HierarchicalClusterer Class Reference

#include <hierarchical-clusterer.h>

List of all members.


Detailed Description

Hierarchical K-Means clusterer.

This clusterer does not use the Clusterer interface because its output involves multiple levels. However, similar to Clusterer, HierarchicalClusterer has the ability to get its data either by actually doing hierarchical K-means, or by reading already-processed data. The difference is that the returned cluster centers are a PointSetList, where each element in the list gives the centers for a particular level.


Public Member Functions

 HierarchicalClusterer ()
const PointSetListGetClusterCenters () const
 Get the cluster centers.
const vector< LargeIndex > & GetMemberships () const
 Get the membership data.
void Cluster (int num_levels, int branch_factor, const vector< PointRef > &points, const DistanceComputer &distance_computer)
 Performs the actual clustering and stores the result internally.
pair< int, int > GetChildRange (int level, int index) const
 Get the start and end indices of children at the next level.
int GetParentIndex (int level, int index) const
 Get the index of the parent of a node.
void WriteToStream (ostream &output_stream) const
 Write the clustered data to a stream.
void WriteToFile (const char *output_filename) const
 Write the clustered data to a file.
void ReadFromStream (istream &input_stream)
 Read clustered data from a stream.
void ReadFromFile (const char *input_filename)
 Read the clustered data from a file.

Static Public Attributes

static const int MAX_ITERATIONS
 Default 100.


Constructor & Destructor Documentation

HierarchicalClusterer (  ) 


Member Function Documentation

const PointSetList & GetClusterCenters (  )  const

Get the cluster centers.

Must be called after Cluster() or ReadFromStream(). Returns an ordered list of point sets. The ith element in this list corresponds to the centers at the ith level, where i=0 is the root (which is one giant cluster).

Note that this function does NOT tell you the hierarchical relationships. You will not know which clusters are subclusters of which ones. GetChildRange() and GetParentIndex() provide this functionality.

const vector< LargeIndex > & GetMemberships (  )  const

Get the membership data.

Must be called after Cluster() or ReadFromStream(). The size of this returned vector, of course, is the total number of points that were clustered. Each element in this vector is a LargeIndex describing a path down a tree.

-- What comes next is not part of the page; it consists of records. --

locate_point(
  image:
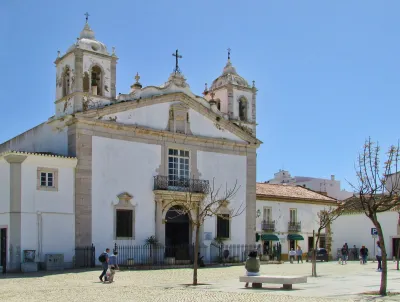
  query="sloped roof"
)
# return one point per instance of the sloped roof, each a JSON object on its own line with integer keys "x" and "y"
{"x": 46, "y": 154}
{"x": 290, "y": 192}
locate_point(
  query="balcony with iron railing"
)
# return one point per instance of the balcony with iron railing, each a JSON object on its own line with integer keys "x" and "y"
{"x": 294, "y": 226}
{"x": 268, "y": 225}
{"x": 181, "y": 184}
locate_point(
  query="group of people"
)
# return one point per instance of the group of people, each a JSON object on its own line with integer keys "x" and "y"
{"x": 108, "y": 262}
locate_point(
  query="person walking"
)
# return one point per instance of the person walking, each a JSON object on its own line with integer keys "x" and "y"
{"x": 292, "y": 254}
{"x": 112, "y": 265}
{"x": 103, "y": 258}
{"x": 379, "y": 256}
{"x": 252, "y": 266}
{"x": 345, "y": 253}
{"x": 299, "y": 254}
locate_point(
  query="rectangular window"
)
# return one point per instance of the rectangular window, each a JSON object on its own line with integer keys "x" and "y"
{"x": 223, "y": 225}
{"x": 46, "y": 179}
{"x": 293, "y": 215}
{"x": 322, "y": 241}
{"x": 267, "y": 214}
{"x": 178, "y": 167}
{"x": 124, "y": 227}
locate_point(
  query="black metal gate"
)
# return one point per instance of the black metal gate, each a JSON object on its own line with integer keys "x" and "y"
{"x": 85, "y": 256}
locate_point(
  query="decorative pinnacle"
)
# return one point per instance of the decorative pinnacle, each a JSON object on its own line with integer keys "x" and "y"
{"x": 177, "y": 57}
{"x": 137, "y": 77}
{"x": 212, "y": 95}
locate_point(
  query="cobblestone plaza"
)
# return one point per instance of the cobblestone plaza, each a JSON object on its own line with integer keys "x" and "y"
{"x": 336, "y": 283}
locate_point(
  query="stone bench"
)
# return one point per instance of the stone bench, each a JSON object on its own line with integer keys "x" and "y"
{"x": 287, "y": 281}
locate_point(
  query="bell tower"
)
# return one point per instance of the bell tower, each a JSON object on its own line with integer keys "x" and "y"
{"x": 85, "y": 75}
{"x": 234, "y": 97}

Membership of a single point is a LargeIndex, as opposed to an int which is used by flat (non-hierarchical) clustering methods. Naturally, the first element of all of the LargeIndices here will be 0, since the top level is one giant cluster. Following that, the cluster center can be retrieved (see GetClusterCenters()) by looking at each element in the LargeIndex.

For example, let C be the PointSetList returned by GetClusterCenters(). Suppose we have a LargeIndex [0 3 9]. C[0][0] is the root cluster. Then C[1][3] is the center that this point belonged to at the first level, and C[2][9] is the center that this point belonged to at the bottom level.

Note that this function does NOT tell you the hierarchical relationships. You will not know which clusters are subclusters of which ones. GetChildRange() and GetParentIndex() provide this functionality.

void Cluster ( int  num_levels,
int  branch_factor,
const vector< PointRef > &  points,
const DistanceComputer distance_computer 
)

Performs the actual clustering and stores the result internally.

pair< int, int > GetChildRange ( int  level,
int  index 
) const

Get the start and end indices of children at the next level.

Requires Preprocess() or ReadFromStream() to be called first. The <level> and <index> parameters specify a cluster center. The two returned integers are the start and end indices into the cluster centers (returned by GetClusterCenters()) of that cluster center's children at the (<level>+1)st level. The returned pair is (-1, -1) if it has no children.

int GetParentIndex ( int  level,
int  index 
) const

Get the index of the parent of a node.

Requires Preprocess() or ReadFromStream() to be called first. The <level> and <index> parameters specify a cluster center. The returned integer is the index into the cluster centers (returned by GetClusterCenters()) of that cluster center's parent at the (<level>-1)st level. Returns -1 for the root node (the only one without a parent).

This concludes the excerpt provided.